Campus Conversation on FCEs to take place Wednesday

The Faculty Senate hopes campus democracy will shed some light on how students feel about their classes.

This Wednesday, the third installment of “Campus Conversations” will focus on Faculty Course Evaluations (FCEs) and how to improve the method of delivering them.

“There isn’t anyone who shouldn’t be concerned with this issue,” said Neil Guzy, a Coro Fellow in Local Democracy and a 2006 Carnegie Mellon graduate. “If students don’t fill out the FCE, other students and professors don’t benefit.”

Guzy is one of the organizers of the deliberative poll, which seeks to generate a campus discussion in which participants will bring an informed opinion that will later be used as a consulting power.

According to Robert Cavalier, a philosophy professor and co-director of the Southwestern Pennsylvania Program for Deliberative Democracy, the idea for deliberative polling on campus began with President Jared Cohon’s Diversity Advisory Council.

“We began to see that active random sampling creates a diverse background for perspectives,” Cavalier said.

In the poll, participants receive information about a subject, gather in randomly sampled groups, discuss questions with experts on the topic, and take an exit poll. Policy makers then consult the poll’s results to reach decisions about the subject.

The benefit of the poll, Cavalier said, is the sense of democracy that it creates, allowing students and faculty to voice informed opinions.

According to Cavalier, topics grow out of current campus discussion. Last fall, the first deliberative poll focused on moral values in campus life in regard to student file-sharing, and this spring, the topic of discussion was the Academic Bill of Rights.

“What we can do with the deliberative poll is create the opportunity for students to become informed,” Cavalier said. But students are not the only ones who gain knowledge on the subject — faculty also participate in the discussion, allowing the groups’ opinions to interact.

“The process invites synthesis from various levels,” Guzy said. “It’s fundamentally important to have a wide range of participants in the process.”

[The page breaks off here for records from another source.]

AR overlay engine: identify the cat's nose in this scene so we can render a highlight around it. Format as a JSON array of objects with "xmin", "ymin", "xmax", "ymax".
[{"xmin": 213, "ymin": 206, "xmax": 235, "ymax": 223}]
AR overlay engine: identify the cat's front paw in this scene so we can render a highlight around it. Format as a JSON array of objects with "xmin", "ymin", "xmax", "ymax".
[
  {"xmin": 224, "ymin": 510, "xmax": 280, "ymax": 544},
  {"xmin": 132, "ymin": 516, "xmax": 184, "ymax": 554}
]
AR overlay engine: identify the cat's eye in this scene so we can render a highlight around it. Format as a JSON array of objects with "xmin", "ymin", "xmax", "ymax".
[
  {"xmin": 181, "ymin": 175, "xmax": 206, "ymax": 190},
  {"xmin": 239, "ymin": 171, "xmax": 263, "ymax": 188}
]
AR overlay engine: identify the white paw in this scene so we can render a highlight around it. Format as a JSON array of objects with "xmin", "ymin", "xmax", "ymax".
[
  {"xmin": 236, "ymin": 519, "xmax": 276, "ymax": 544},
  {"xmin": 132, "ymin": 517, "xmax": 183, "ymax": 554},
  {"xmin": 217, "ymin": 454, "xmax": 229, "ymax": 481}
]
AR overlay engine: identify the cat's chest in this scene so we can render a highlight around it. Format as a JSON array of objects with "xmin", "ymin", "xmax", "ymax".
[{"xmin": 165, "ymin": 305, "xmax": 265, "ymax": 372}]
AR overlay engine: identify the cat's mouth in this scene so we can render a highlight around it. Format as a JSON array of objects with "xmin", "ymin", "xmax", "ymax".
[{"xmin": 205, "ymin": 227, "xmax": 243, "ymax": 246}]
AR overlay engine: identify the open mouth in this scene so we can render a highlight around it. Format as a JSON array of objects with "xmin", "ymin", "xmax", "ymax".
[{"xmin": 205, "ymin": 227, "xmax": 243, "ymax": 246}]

According to Guzy, the Faculty Senate suggested holding a deliberative poll on FCEs in order to find a way to increase student participation.

After the FCEs moved from a hard-copy delivery to an online method, many professors stopped trusting the evaluations, according to a handout generated by Cavalier and the Coro Center for Civic Leadership.

With student participation below 30 percent, most felt only those students who strongly liked or hated a class filled out an evaluation.

When FCEs moved online, they became an optional method of feedback for students to fill out on their own time. Prior to this, professors had distributed paper copies of the evaluation for students to fill out while in class.

Following Wednesday’s Campus Conversation, the Faculty Senate will use the poll’s results to make recommendations to the provost on the format of the FCEs.

Cavalier said the idea of deliberative polling is spreading to universities across the country. This fall, he will publish an article about his work on the Campus Conversation in The Chronicle of Higher Education.

Cavalier and the Coro Center are also working on a proposal with a ward in south Pittsburgh. If approved, they will take the deliberative poll to the larger community this spring to examine local issues in the ward.

“Democracy is such hard work to get everyone involved and make it look easy,” he said.

The poll, titled “Campus Conversations: A Deliberative Poll on Faculty Course Evaluations and the Methods of Delivering Them,” will take place in Porter Hall 100 on Wednesday from 5:30 to 8:30 p.m.